Dan Shanoff highlights all of today's insanity in today's Daily Quickie on ESPN.com. It's the first day of the NCAA tournament, when thousands of office workers either skip out for long lunches or hide auto-refreshing scoreboards behind Word documents. Since I have a meeting this afternoon, I'll be taking the latter route. I've got six brackets: five in ESPN.com's online contest and one on the Washington Post's online game. I don't remember who wins in each one, but at least I had fun picking the early round games differently each time. I guess I'll pick one "master" bracket that I can agonize over for the next two weeks. Once again, I don't have any money at stake, just my pride.
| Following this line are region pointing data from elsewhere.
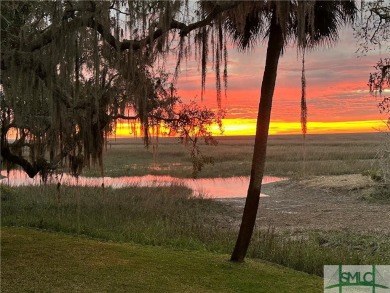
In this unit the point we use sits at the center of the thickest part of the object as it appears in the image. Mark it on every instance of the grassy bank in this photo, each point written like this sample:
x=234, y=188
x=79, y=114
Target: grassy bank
x=170, y=217
x=34, y=261
x=324, y=155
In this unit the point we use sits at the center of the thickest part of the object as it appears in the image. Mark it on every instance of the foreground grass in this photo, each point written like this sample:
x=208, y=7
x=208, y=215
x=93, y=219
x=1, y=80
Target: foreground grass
x=34, y=261
x=170, y=217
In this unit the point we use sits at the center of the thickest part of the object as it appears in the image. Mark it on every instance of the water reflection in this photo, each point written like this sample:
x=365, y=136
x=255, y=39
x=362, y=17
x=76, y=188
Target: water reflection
x=215, y=188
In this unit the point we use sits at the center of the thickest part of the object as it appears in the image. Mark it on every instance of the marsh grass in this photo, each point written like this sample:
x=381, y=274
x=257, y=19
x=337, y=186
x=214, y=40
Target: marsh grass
x=171, y=217
x=325, y=155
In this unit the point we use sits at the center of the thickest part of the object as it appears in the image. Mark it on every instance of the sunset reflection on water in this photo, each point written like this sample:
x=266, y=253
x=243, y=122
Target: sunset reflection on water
x=230, y=187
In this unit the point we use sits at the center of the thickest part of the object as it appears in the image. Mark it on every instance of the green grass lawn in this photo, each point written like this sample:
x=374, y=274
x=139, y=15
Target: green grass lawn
x=36, y=261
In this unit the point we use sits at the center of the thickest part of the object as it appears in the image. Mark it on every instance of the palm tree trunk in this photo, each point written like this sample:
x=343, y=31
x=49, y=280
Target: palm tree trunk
x=274, y=49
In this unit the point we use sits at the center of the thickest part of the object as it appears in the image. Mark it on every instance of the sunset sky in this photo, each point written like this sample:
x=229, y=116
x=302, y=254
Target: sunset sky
x=337, y=94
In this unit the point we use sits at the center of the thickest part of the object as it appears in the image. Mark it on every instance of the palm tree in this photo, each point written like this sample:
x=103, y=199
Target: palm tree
x=309, y=24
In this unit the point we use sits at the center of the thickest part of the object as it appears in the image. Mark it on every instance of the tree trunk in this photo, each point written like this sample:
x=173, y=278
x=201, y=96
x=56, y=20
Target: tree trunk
x=275, y=45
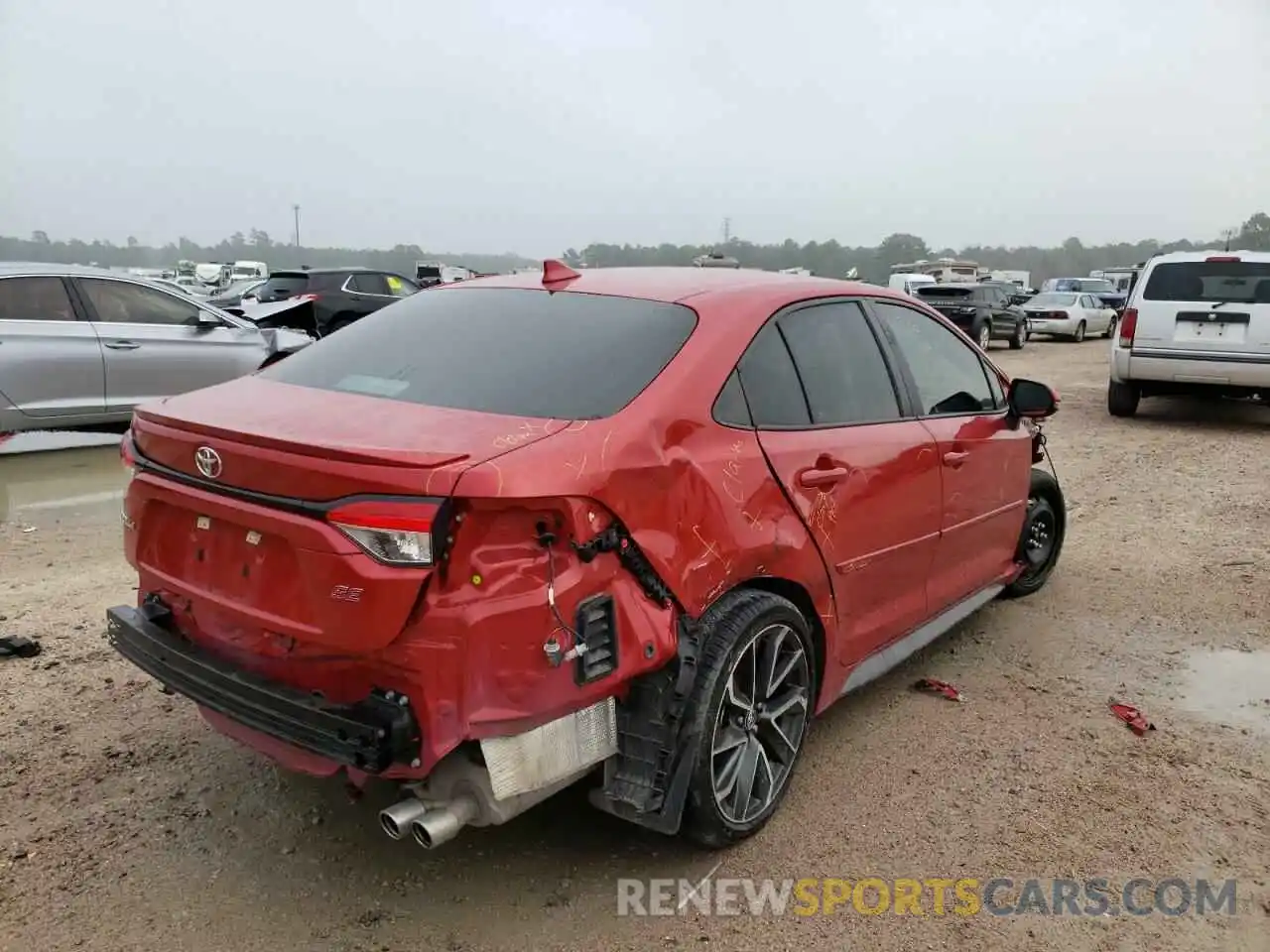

It's also Congress' day to grill current and former major league baseball players on steroids. I think if the House really wanted to focus on baseball, they should have put these hearings off until Monday or Tuesday, so they could dominate the sports news cycle. Because that's what these hearings are really about: making news. Congress does have the power to revoke baseball's antitrust exemption, but they're not going to do it over steroids. I agree with Tony Kornheiser, who thinks the entire circus is an excuse for Virginia congressman Tom Davis to rake baseball over the coals for not putting a team in his backyard. I do think that the steroid scandal casts doubt over the records set in the past ten years, but aside from putting asterisks in the books, I'm more interested in what MLB is doing now to combat the problem. And doesn't Congress have better things to talk about than baseball?
And it's St. Patrick's Day. I can't wait to come home to drunk off-duty cops and firemen staggering around the Irish bars on 1st Avenue. I must be getting old, because I'm really beginning to detest any holidays that are just excuses to drink heavily. I'm looking at you, Halloween and New Year's Eve.